X-Git-Url: https://perl5.git.perl.org/perl5.git/blobdiff_plain/268e690504dd7c01f8946eee54865856e54cb871..6b659339f976d014a1a53731d86cedd01f5921ec:/pod/perlrebackslash.pod

diff --git a/pod/perlrebackslash.pod b/pod/perlrebackslash.pod
index c216f25..f27da1f 100644
--- a/pod/perlrebackslash.pod
+++ b/pod/perlrebackslash.pod
@@ -69,8 +69,6 @@ as C<Not in [].>
  \b{}, \b          Boundary. (\b is a backspace in []).
  \B{}, \B          Not a boundary.  Not in [].
  \cX               Control-X.
- \C                Single octet, even under UTF-8.  Not in [].
-                   (Deprecated)
  \d                Character class for digits.
  \D                Character class for non-digits.
  \e                Escape character.
@@ -531,7 +529,7 @@ Mnemonic: I<G>lobal.
 C<\b{...}>, available starting in v5.22, matches a boundary (between two
 characters, or before the first character of the string, or after the
 final character of the string) based on the Unicode rules for the
-boundary type specified inside the braces.  The currently known boundary
+boundary type specified inside the braces.  The boundary
 types are given a few paragraphs below.  C<\B{...}> matches at any place
 between characters where C<\b{...}> of the same type doesn't match.
 
@@ -553,7 +551,7 @@ the non-word "=", there must be a word character immediately previous.

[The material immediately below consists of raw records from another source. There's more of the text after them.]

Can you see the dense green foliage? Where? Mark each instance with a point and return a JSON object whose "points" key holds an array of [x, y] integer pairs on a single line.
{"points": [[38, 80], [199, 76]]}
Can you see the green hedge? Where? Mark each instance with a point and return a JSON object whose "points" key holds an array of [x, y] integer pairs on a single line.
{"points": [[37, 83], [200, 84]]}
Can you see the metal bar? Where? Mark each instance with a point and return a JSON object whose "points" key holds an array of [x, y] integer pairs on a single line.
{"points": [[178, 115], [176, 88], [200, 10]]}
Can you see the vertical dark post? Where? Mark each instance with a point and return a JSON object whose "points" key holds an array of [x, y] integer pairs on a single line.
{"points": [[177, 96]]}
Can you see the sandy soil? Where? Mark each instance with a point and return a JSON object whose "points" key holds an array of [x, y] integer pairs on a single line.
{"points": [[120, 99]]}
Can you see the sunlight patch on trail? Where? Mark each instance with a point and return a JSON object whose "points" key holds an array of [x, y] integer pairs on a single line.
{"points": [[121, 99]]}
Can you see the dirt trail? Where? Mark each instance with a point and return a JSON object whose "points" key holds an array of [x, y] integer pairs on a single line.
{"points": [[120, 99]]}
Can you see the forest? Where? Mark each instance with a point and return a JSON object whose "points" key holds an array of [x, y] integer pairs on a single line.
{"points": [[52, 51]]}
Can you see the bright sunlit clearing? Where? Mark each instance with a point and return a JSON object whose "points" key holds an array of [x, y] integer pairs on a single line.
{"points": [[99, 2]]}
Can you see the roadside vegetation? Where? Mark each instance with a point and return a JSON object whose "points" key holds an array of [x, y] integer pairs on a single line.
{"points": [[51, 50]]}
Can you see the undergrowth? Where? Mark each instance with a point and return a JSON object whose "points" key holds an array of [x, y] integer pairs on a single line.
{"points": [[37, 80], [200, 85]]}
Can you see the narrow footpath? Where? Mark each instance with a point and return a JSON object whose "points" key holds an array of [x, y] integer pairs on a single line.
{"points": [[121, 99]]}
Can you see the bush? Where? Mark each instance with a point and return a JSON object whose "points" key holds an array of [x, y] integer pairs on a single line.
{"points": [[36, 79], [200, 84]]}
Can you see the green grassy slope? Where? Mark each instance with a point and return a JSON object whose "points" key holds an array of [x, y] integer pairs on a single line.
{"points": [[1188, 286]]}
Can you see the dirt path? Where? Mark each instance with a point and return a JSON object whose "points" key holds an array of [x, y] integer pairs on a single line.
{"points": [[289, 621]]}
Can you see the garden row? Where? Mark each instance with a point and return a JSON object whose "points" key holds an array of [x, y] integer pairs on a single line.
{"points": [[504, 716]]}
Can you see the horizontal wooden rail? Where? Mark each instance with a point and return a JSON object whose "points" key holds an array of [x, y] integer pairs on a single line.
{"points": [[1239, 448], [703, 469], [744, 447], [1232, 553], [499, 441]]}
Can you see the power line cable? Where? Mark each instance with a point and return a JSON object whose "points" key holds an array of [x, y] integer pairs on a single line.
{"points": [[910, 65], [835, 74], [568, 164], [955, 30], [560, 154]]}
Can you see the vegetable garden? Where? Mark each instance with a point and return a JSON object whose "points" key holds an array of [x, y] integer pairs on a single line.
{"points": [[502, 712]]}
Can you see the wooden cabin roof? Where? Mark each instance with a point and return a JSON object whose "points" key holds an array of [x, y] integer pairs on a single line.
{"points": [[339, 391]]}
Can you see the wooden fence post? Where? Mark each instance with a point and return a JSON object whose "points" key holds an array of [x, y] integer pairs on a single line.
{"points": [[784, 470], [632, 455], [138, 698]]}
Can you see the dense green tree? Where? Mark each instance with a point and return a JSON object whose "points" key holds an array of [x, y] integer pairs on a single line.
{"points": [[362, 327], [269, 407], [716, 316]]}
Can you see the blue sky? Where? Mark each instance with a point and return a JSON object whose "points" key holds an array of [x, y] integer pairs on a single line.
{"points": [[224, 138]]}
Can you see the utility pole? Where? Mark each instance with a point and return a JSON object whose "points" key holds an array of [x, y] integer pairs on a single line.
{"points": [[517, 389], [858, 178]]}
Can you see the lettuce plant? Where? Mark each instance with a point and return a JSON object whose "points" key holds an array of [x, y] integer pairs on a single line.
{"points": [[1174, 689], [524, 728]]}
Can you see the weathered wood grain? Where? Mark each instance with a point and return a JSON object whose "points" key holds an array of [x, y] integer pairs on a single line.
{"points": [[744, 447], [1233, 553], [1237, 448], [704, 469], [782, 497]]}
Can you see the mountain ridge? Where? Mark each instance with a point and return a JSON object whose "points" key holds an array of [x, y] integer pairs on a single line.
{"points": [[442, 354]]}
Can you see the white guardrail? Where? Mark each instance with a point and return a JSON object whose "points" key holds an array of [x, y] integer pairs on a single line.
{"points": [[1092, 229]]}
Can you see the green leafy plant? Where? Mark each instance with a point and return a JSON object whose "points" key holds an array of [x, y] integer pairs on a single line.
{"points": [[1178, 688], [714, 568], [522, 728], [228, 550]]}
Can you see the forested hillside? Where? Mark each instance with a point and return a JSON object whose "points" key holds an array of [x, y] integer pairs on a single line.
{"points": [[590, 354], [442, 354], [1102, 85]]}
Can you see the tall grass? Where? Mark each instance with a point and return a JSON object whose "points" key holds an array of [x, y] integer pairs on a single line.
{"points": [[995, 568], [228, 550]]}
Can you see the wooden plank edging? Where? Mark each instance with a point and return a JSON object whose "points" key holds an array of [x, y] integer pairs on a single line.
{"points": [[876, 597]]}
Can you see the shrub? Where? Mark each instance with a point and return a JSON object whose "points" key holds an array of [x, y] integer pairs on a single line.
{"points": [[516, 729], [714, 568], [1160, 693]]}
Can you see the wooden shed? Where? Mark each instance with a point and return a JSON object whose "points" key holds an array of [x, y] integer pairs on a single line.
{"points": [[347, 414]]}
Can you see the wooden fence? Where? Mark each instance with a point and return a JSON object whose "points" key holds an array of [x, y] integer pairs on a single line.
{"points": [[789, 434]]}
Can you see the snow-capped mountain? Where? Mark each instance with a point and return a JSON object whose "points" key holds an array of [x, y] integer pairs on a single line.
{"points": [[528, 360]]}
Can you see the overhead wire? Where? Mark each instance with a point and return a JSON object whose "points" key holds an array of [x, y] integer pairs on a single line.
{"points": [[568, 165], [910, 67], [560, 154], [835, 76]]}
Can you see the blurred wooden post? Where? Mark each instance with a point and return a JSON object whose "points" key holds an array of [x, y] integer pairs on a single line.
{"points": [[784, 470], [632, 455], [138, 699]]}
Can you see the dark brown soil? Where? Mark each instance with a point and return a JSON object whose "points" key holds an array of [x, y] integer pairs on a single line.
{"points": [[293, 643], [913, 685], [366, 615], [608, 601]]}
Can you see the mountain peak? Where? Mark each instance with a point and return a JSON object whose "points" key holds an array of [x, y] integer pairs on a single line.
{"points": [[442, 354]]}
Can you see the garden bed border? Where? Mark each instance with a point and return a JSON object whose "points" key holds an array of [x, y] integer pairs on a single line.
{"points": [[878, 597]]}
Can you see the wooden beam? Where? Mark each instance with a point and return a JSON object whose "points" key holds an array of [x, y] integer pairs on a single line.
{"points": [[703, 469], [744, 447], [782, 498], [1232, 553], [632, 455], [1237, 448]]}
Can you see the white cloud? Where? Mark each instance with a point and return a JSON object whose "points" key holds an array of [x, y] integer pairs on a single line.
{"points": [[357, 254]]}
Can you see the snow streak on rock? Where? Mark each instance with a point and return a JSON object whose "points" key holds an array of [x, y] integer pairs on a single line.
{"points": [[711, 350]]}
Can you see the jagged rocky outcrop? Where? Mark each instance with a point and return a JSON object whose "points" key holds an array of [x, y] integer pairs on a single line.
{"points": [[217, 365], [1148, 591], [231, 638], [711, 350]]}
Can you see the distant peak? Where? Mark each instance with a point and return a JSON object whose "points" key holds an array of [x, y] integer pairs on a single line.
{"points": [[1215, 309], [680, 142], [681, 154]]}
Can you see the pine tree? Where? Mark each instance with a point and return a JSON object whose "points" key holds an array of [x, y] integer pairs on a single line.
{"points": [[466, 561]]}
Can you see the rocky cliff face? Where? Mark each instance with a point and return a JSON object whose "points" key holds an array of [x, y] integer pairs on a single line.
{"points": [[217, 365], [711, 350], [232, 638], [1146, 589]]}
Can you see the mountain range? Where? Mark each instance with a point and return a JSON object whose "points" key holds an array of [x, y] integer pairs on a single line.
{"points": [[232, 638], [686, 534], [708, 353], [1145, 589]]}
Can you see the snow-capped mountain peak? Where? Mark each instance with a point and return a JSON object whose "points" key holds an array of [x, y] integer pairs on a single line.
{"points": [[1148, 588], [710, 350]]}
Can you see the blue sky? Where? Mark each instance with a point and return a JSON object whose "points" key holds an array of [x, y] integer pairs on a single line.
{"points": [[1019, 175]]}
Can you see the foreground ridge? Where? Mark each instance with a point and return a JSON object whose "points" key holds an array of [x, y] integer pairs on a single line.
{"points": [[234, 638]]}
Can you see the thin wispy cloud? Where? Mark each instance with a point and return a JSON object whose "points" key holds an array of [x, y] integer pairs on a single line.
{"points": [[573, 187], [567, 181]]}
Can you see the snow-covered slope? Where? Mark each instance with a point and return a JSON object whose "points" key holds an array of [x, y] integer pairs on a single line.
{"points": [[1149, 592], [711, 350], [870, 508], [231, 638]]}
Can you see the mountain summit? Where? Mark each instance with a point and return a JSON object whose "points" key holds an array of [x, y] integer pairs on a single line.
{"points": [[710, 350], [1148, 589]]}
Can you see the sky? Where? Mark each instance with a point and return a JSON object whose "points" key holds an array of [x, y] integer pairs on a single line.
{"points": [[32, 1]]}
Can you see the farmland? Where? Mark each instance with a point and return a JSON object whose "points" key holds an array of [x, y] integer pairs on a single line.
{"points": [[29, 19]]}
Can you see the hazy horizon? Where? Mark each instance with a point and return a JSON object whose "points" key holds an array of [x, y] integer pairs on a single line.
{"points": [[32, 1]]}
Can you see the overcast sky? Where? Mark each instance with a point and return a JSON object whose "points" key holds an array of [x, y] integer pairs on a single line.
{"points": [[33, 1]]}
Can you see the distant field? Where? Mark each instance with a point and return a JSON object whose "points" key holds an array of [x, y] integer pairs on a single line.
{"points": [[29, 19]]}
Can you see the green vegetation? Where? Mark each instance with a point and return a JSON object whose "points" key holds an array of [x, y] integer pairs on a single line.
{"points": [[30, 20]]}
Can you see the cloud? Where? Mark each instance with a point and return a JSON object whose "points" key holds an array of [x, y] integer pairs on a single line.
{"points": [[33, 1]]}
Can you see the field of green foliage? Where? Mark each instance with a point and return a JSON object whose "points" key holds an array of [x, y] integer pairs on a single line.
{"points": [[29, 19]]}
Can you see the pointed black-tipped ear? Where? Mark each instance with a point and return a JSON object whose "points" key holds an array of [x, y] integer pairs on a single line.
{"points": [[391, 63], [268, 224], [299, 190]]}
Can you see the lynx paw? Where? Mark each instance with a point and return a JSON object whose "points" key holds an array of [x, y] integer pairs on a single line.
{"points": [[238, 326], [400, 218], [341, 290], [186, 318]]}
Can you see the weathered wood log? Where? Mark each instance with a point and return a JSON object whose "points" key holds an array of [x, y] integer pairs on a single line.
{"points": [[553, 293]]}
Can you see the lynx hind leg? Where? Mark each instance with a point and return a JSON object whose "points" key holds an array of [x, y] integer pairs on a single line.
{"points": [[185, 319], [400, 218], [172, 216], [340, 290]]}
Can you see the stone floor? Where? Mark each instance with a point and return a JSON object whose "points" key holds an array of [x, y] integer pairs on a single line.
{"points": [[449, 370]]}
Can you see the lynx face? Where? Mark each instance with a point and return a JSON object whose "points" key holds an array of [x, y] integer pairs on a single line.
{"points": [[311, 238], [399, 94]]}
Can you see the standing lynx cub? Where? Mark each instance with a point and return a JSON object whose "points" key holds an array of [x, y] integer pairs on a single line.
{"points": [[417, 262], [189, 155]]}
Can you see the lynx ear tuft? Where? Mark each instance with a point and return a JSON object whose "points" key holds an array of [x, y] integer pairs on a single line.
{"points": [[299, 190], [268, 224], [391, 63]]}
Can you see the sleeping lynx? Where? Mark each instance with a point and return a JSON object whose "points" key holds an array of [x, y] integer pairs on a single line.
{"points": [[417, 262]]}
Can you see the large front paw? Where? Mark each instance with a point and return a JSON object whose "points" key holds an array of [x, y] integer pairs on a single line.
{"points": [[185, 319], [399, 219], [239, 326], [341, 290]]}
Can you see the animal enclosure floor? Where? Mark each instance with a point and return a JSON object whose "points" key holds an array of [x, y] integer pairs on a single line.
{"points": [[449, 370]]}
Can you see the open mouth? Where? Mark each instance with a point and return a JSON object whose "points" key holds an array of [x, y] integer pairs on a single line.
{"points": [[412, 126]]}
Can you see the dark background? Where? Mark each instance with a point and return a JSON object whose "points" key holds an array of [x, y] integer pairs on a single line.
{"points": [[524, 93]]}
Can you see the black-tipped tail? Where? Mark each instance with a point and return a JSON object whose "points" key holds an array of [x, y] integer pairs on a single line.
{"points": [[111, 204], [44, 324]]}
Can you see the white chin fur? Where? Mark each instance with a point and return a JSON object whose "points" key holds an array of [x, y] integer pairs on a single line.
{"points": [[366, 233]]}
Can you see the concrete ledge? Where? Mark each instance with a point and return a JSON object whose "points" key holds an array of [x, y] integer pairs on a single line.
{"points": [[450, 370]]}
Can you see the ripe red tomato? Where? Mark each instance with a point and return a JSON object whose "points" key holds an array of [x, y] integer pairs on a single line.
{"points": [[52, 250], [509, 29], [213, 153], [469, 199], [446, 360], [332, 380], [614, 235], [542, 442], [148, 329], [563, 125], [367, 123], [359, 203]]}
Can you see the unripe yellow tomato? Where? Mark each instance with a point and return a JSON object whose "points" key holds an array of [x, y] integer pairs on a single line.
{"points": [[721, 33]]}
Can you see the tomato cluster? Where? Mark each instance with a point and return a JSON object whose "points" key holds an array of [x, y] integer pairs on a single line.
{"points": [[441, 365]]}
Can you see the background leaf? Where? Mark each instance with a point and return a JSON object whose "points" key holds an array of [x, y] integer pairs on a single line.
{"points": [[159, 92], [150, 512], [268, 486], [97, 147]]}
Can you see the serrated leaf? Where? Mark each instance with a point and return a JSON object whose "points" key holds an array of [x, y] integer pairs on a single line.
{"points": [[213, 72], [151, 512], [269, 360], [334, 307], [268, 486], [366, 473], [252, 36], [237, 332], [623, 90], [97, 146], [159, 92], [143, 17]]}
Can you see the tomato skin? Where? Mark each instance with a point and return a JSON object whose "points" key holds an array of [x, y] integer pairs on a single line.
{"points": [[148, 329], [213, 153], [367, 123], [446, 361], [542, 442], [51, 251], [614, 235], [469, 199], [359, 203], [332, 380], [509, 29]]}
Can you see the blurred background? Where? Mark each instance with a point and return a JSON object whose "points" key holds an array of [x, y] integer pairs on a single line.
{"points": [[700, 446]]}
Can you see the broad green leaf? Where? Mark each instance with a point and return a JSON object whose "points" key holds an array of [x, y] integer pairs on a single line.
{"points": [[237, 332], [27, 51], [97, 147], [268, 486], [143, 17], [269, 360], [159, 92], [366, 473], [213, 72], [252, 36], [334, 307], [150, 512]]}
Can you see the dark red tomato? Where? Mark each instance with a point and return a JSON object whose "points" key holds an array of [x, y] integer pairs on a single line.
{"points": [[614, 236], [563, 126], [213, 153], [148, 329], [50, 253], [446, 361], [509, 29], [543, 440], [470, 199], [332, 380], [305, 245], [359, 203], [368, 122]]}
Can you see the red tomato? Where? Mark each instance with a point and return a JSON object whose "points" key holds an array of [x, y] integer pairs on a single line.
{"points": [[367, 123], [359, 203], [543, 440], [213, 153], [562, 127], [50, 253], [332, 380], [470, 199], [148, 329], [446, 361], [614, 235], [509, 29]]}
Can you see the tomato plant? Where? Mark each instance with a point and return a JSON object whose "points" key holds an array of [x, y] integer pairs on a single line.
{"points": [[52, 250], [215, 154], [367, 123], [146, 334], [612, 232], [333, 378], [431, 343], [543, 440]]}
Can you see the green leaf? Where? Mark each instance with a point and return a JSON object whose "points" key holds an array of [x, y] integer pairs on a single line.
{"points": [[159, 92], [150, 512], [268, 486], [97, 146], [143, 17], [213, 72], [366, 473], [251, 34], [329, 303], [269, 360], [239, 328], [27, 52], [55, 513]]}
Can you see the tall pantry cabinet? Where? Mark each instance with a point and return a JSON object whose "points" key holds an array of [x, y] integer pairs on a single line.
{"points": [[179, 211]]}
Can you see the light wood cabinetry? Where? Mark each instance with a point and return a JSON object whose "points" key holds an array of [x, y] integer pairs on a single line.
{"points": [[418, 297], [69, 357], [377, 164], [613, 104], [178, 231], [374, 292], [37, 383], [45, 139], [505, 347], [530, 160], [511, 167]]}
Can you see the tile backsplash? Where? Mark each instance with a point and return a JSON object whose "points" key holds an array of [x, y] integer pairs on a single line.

 All plain C<\b> and C<\B> boundary determinations look for word
 characters alone, not for
 non-word characters nor for string ends.  It may help to understand how
-<\b> and <\B> work by equating them as follows:
+C<\b> and C<\B> work by equating them as follows:
 
     \b	really means	(?:(?<=\w)(?!\w)|(?<!\w)(?=\w))
     \B	really means	(?:(?<=\w)(?=\w)|(?<!\w)(?!\w))
@@ -561,8 +559,9 @@ non-word characters nor for string ends.  It may help to understand how
 In contrast, C<\b{...}> and C<\B{...}> may or may not match at the
 beginning and end of the line, depending on the boundary type.  These
 implement the Unicode default boundaries, specified in
+L<http://www.unicode.org/reports/tr14/> and
 L<http://www.unicode.org/reports/tr29/>.
-The boundary types currently available are:
+The boundary types are:
 
 =over
 
@@ -574,6 +573,18 @@ explained below under L</C<\X>>.  In fact, C<\X> is another way to get
 the same functionality.  It is equivalent to C</.+?\b{gcb}/>.  Use
 whichever is most convenient for your situation.
 
+=item C<\b{lb}>
+
+This matches according to the default Unicode Line Breaking Algorithm
+(L<http://www.unicode.org/reports/tr14/>), as customized in that
+document
+(L<Example 7 of revision 35|http://www.unicode.org/reports/tr14/tr14-35.html#Example7>)
+for better handling of numeric expressions.
+
+This is suitable for many purposes, but the L<Unicode::LineBreak> module
+is available on CPAN that provides many more features, including
+customization.
+
 =item C<\b{sb}>
 
 This matches a Unicode "Sentence Boundary".  This is an aid to parsing
@@ -594,11 +605,28 @@ future Perl versions.
 
 =item C<\b{wb}>
 
-This matches a Unicode "Word Boundary".  This gives better (though not
+This matches a Unicode "Word Boundary", but tailored to Perl
+expectations.  This gives better (though not
 perfect) results for natural language processing than plain C<\b>
 (without braces) does.  For example, it understands that apostrophes can
 be in the middle of words and that parentheses aren't (see the examples
-below).   More details are at L<http://www.unicode.org/reports/tr29/>.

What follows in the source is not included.